Why Conservationists Want People to Take Selfies With Quokkas
The quokka is famous for being one of the most photogenic animals on Earth. An Australian relative of kangaroos and wallabies, quokkas are tiny, fluffy, and always seem to have a smile on their face. They are also considered a vulnerable species. In order to raise awareness of their precarious status, conservationists are using the quokka's reputation for being "the happiest animal in the world" to their advantage.
As Great Big Story explains in its video below, Rottnest Island off the coast of Western Australia is a hot spot for quokka selfies. Tourists from around the world flock to the island to snap a picture with one of the 10,000 quokkas who live there, and as a result, the quokka has become a viral sensation.
The fact that the quokka is an internet celebrity means that conservationists have an easier time than ever getting regular people to care about their fate as a species. On Rottnest Island, the animals are isolated from predators, but on the mainland, quokka populations are under threat from cats, foxes, and human activities like logging. Every selfie shared helps raise awareness of the species.

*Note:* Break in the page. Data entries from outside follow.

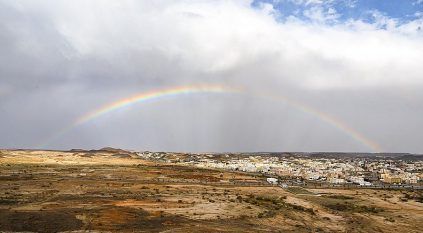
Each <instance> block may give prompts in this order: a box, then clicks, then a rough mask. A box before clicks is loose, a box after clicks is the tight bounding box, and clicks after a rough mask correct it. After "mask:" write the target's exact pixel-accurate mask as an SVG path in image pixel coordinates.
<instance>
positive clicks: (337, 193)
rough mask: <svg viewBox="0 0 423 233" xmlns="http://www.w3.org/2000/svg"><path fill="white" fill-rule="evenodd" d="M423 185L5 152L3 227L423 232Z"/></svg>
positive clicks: (178, 229)
mask: <svg viewBox="0 0 423 233" xmlns="http://www.w3.org/2000/svg"><path fill="white" fill-rule="evenodd" d="M416 195H420V196H421V195H422V191H421V190H419V191H417V190H414V191H413V190H374V189H304V188H299V187H289V188H284V189H283V188H281V187H278V186H272V185H270V184H268V183H267V182H266V178H265V177H264V176H262V175H260V174H251V173H242V172H229V171H222V170H208V169H199V168H194V167H189V166H179V165H178V166H176V165H172V164H169V163H160V162H154V161H147V160H143V159H141V158H140V157H139V156H137V155H136V154H135V153H132V152H128V151H124V150H119V149H104V150H93V151H83V150H73V151H31V150H1V151H0V231H5V232H22V231H24V232H28V231H29V232H421V229H422V228H423V203H420V202H416V201H415V200H414V199H404V197H406V196H416Z"/></svg>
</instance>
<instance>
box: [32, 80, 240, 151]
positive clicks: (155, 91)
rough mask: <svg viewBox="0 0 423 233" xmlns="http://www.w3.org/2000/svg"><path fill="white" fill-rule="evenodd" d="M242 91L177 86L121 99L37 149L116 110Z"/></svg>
mask: <svg viewBox="0 0 423 233" xmlns="http://www.w3.org/2000/svg"><path fill="white" fill-rule="evenodd" d="M239 92H240V90H238V89H235V88H230V87H226V86H221V85H189V86H177V87H171V88H164V89H158V90H153V91H148V92H142V93H140V94H137V95H134V96H131V97H129V98H124V99H120V100H118V101H115V102H112V103H109V104H106V105H104V106H102V107H100V108H97V109H95V110H94V111H91V112H88V113H86V114H84V115H82V116H80V117H78V118H77V119H76V120H75V121H74V122H73V123H72V124H71V125H69V126H68V127H66V128H64V129H62V130H60V131H59V132H58V133H55V134H54V135H52V136H50V138H48V139H47V140H45V141H44V142H43V143H41V144H39V145H37V146H36V147H37V148H44V147H46V146H48V145H49V144H50V143H52V142H53V141H54V140H56V139H57V138H60V137H61V136H63V135H65V134H66V133H67V132H69V131H71V130H72V129H74V128H75V127H77V126H79V125H82V124H84V123H86V122H89V121H91V120H94V119H96V118H98V117H100V116H103V115H105V114H107V113H110V112H113V111H115V110H118V109H121V108H125V107H129V106H130V105H134V104H138V103H144V102H148V101H153V100H158V99H165V98H170V97H176V96H186V95H192V94H205V93H209V94H213V93H239Z"/></svg>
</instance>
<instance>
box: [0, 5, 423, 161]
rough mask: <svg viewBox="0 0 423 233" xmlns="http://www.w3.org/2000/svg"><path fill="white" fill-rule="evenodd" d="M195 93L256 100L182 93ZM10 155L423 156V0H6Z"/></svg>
mask: <svg viewBox="0 0 423 233" xmlns="http://www.w3.org/2000/svg"><path fill="white" fill-rule="evenodd" d="M188 85H203V86H204V85H205V86H207V85H219V86H225V87H230V88H238V89H242V93H195V94H185V95H174V96H171V97H167V98H161V99H152V100H151V101H146V102H143V103H138V104H132V105H129V106H127V107H122V108H119V109H117V110H116V111H110V112H108V113H107V114H103V115H101V116H99V117H96V118H94V119H92V120H90V121H87V122H84V123H83V124H79V125H76V126H74V127H72V125H74V123H75V121H77V119H78V118H80V117H81V116H84V115H86V114H87V113H90V112H92V111H95V110H96V109H98V108H101V107H102V106H105V105H108V104H110V103H113V102H115V101H118V100H120V99H123V98H127V97H130V96H133V95H136V94H141V93H145V92H149V91H154V90H156V91H161V90H164V89H169V88H170V89H172V88H174V87H181V86H188ZM0 132H1V134H0V147H2V148H50V149H70V148H87V149H91V148H99V147H104V146H113V147H120V148H126V149H136V150H155V151H375V150H380V151H388V152H417V153H423V143H422V140H423V136H422V133H423V1H422V0H410V1H406V0H389V1H388V0H385V1H383V0H339V1H336V0H328V1H323V0H274V1H248V0H234V1H219V0H199V1H193V0H186V1H184V0H177V1H176V0H175V1H172V0H167V1H165V0H154V1H150V0H148V1H135V0H134V1H132V0H119V1H114V0H110V1H107V0H98V1H96V0H81V1H77V0H73V1H61V0H52V1H31V0H22V1H19V0H10V1H4V0H0Z"/></svg>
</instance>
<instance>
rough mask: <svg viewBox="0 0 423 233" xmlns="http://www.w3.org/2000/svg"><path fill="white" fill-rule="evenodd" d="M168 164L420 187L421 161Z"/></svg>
mask: <svg viewBox="0 0 423 233" xmlns="http://www.w3.org/2000/svg"><path fill="white" fill-rule="evenodd" d="M149 156H150V157H152V156H153V157H154V156H156V157H158V156H159V157H160V158H165V157H166V156H164V155H163V154H157V155H154V154H149ZM144 157H145V155H144ZM167 158H169V157H167ZM168 160H169V159H168ZM168 162H172V163H182V164H187V165H188V164H189V165H193V166H197V167H201V168H214V169H224V170H232V171H243V172H252V173H264V174H268V175H270V176H274V177H276V176H278V177H292V178H295V179H301V180H305V181H313V182H325V183H330V184H334V185H338V184H339V185H342V184H356V185H359V186H372V185H374V184H410V185H423V174H422V171H423V161H401V160H386V159H366V158H345V159H339V158H337V159H335V158H312V157H272V156H260V155H256V156H248V157H246V156H244V157H242V158H238V157H233V156H228V155H227V156H224V157H221V156H220V157H218V158H216V157H214V156H213V155H212V154H203V155H201V154H197V155H194V156H189V157H184V159H181V158H180V157H178V156H176V157H175V156H173V157H172V160H169V161H168ZM273 179H274V178H269V179H268V180H267V182H269V183H277V180H273Z"/></svg>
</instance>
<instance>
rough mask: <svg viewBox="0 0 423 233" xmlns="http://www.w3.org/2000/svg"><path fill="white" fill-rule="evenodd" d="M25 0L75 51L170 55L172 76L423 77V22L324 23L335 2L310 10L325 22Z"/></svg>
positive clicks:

But you do have to follow some rules before posing for a picture with a quokka on Rottnest Island. For instance, anyone who touches or feeds one of the animals is subject to a fine of 150 Australian dollars (around $110 in the U.S.)—and possibly the wrath of the quokkas, which have been known to attack people when threatened.
And don't be so flattered when it looks happy to see you: That smile isn't a smile at all. It's just the way its face looks.